Star Wars – Les Derniers Jedi

Star Wars – Les Derniers Jedi
2017
Rian Johnson

Il n’y a rien de plus chiant qu’un fan hardcore à qui on ne peut rien dire et avec qui il ne faut rien toucher. Nombreux furent ceux à avoir pesté contre Le Réveil de la force sous prétexte qu’il reprenait trait pour trait le cheminement narratif de l’épisode IV, se concentrant sur les similitudes plus que sur les différences. Et pourtant, quoi de plus naturel que de reprendre les bases d’une saga mythique pour lui rendre hommage ? D’autant que ça n’était pas un simple artifice puisque le but était de montrer que l’histoire est amenée à se répéter et que toute âme tourmentée est susceptible de basculer du côté obscur, surtout quand le sujet est tabou et le problème éludé. Si bien sûr le premier épisode de cette nouvelle trilogie n’était pas dénué de défauts, les bases s’annonçaient prometteuses et les nouveaux arrivants étaient pour la plupart très charismatiques. Les attentes étaient naturellement monstrueuses pour cette suite au troisième plus succès de tous les temps et (premier hors inflation sur le marché américain) et encore une fois les fans pestent plus que jamais alors même que le film innove bien plus que son prédécesseur.

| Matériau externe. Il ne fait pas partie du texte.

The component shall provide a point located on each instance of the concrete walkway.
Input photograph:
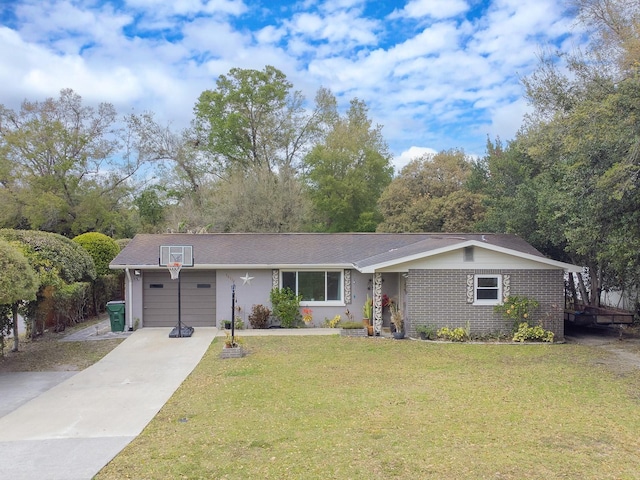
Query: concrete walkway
(72, 430)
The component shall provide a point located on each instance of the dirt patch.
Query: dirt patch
(622, 343)
(49, 353)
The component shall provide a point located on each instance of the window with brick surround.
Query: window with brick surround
(487, 289)
(315, 287)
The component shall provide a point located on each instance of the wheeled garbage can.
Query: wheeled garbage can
(116, 315)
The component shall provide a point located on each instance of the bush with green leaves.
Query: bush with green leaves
(286, 307)
(71, 261)
(352, 325)
(429, 331)
(57, 261)
(526, 333)
(457, 334)
(259, 316)
(71, 302)
(102, 249)
(18, 283)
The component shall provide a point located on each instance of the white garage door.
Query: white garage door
(198, 299)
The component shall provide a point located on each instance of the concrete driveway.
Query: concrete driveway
(72, 430)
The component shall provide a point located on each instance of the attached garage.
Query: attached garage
(198, 299)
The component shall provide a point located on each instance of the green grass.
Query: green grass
(344, 408)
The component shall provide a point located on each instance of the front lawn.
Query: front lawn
(345, 408)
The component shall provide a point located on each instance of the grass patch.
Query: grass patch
(343, 408)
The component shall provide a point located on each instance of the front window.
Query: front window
(315, 286)
(488, 289)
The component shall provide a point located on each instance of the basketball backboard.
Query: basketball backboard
(170, 254)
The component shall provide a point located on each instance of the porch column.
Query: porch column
(377, 303)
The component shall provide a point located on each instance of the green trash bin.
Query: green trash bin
(116, 315)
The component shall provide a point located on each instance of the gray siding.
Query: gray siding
(438, 297)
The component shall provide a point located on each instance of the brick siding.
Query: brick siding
(439, 298)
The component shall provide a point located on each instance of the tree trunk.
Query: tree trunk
(14, 312)
(584, 296)
(572, 290)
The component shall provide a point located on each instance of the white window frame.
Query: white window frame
(320, 303)
(484, 301)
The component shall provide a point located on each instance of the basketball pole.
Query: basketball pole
(233, 312)
(179, 309)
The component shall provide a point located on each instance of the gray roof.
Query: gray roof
(219, 250)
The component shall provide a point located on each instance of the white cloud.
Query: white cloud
(428, 74)
(411, 154)
(436, 9)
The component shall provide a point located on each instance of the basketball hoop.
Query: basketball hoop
(174, 269)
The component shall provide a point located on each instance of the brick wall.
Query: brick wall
(439, 298)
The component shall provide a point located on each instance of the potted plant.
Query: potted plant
(307, 316)
(259, 316)
(397, 321)
(367, 314)
(426, 332)
(352, 329)
(232, 347)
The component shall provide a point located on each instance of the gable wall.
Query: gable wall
(439, 298)
(482, 258)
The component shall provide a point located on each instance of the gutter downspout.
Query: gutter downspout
(128, 305)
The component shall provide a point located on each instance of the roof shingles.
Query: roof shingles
(260, 249)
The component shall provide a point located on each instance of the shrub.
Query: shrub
(525, 333)
(429, 331)
(71, 261)
(70, 304)
(286, 306)
(334, 322)
(259, 316)
(102, 249)
(351, 325)
(457, 334)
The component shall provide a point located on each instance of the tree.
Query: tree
(57, 262)
(18, 283)
(63, 166)
(253, 119)
(347, 172)
(259, 200)
(577, 155)
(430, 195)
(615, 31)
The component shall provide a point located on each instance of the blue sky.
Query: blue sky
(437, 74)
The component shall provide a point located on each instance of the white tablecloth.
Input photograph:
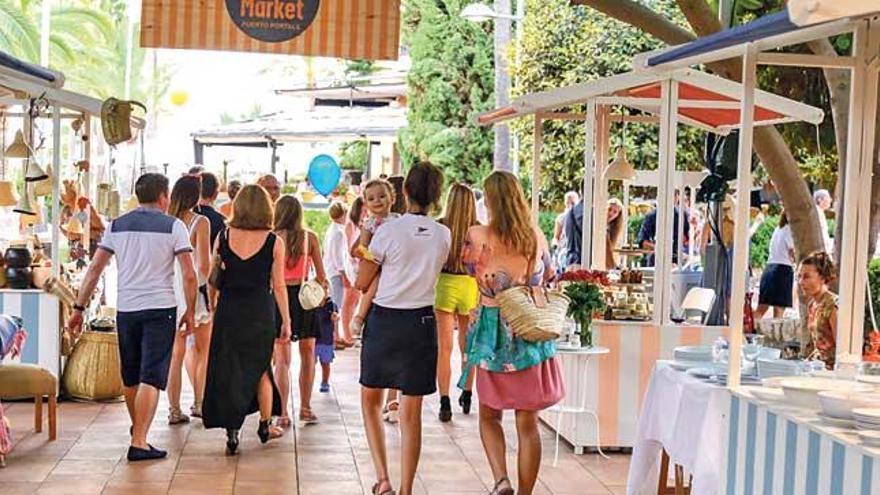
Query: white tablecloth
(684, 416)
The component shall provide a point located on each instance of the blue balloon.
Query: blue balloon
(324, 174)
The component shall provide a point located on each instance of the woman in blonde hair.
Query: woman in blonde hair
(251, 285)
(511, 373)
(457, 295)
(302, 252)
(615, 231)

Reproduisant toujours un peu le modèle de la première trilogie, cette fois ce n’est donc pas l’Empire qui contre-attaque mais donc son successeur, le Premier Ordre. Suite à la destruction de son Etoile de la mort 2.0, le leader suprême Snoke a donc envoyé ses deux vassaux, le général Hux (Domhnall Gleeson) et Kylo Ren (Adam Driver), pour détruire une bonne fois pour toute la résistance, menée par Leia Organa (Carrie Fisher) (et comptant dans ses rangs Poe (Oscar Isaac), Finn (John Boyega) et Amilyn (Laura Dern)). De son côté, Rey (Daisy Ridley) est partie quémander de l’aide auprès de Luke Skywalker (Mark Hamill), terré sur île déserte d’une planète isolée suite à l’échec de la formation de son apprenti Jedi, Kylo.

Le film reprend donc directement là où s’arrêtait l’histoire, enchaînant presque à vitesse réelle puisque cette suite se déroule sur seulement deux-trois jours. Structurée autour d’une immense course-poursuite entre la flotte du Premier Ordre et celle de la Résistance, la narration s’axe surtout sur les histoires parallèles de ceux qui tentent d’influer sur l’aboutissement de cette course. Il y en a plus exactement trois, hormis les « méchants » : l’initiation de Rey aux arts Jedi, se heurtant à un Luke totalement désabusé ; Poe qui tente pallier à l’inefficacité de la direction ; ou encore Finn et Rose (une nouvelle très intéressante) qui vont essayer de recruter un pirate informatique  (Benicio Del Toro). Ces derniers vont d’ailleurs nous offrir un haut lieu créatif puisque la planète visitée consiste en un immense terrain de jeux pour les personnes les plus riches de la galaxie, concentrant ainsi tous les pires abus et dérives de l’univers, l’occasion de croiser l’une des deux nouvelles espèces animales très réussies. On retrouve enfin un peu du plaisir de la découverte, de l’aventure. On aura même droit à une planète légèrement originale avec celle dont le sel de surface recouvre des minéraux rouges, l’occasion de découvrir des entrailles magnifiques. Mais ce qu’il y a de plus intéressant dans toutes ces petites histoire c’est leurs développements. Loin de se reposer autant sur ses lauriers que son prédécesseur, le réalisateur ose enfin nous surprendre, jouant sur nos attentes pour mieux partir dans une direction inattendue. L’important n’est plus d’atteindre ses objectifs mais de tout faire pour y arriver, arrêtant enfin de nous servir sur un plateau des victoires faciles et prévisibles. Plus encore, le film est aussi une histoire indépendante qui se suffit à elle-même, dépassant son statut de simple épisode de transition pour nous offrir une histoire complète possédant une vraie fin. Mieux encore, l’humour prend une toute autre dimension en nous offrant de vrais bons moments drôles et fins comme les deux trolls avec la force et la brindille et le coup de l’interphone. Point de gratuité ou de racolage, le comique se fondant de surcroît parfaitement dans le paysage. Toujours aussi plaisant visuellement , le film est donc bien plus abouti d’un point vu scénaristique et artistique, s’imposant tout simplement comme le meilleur épisode de la saga. Eh oui.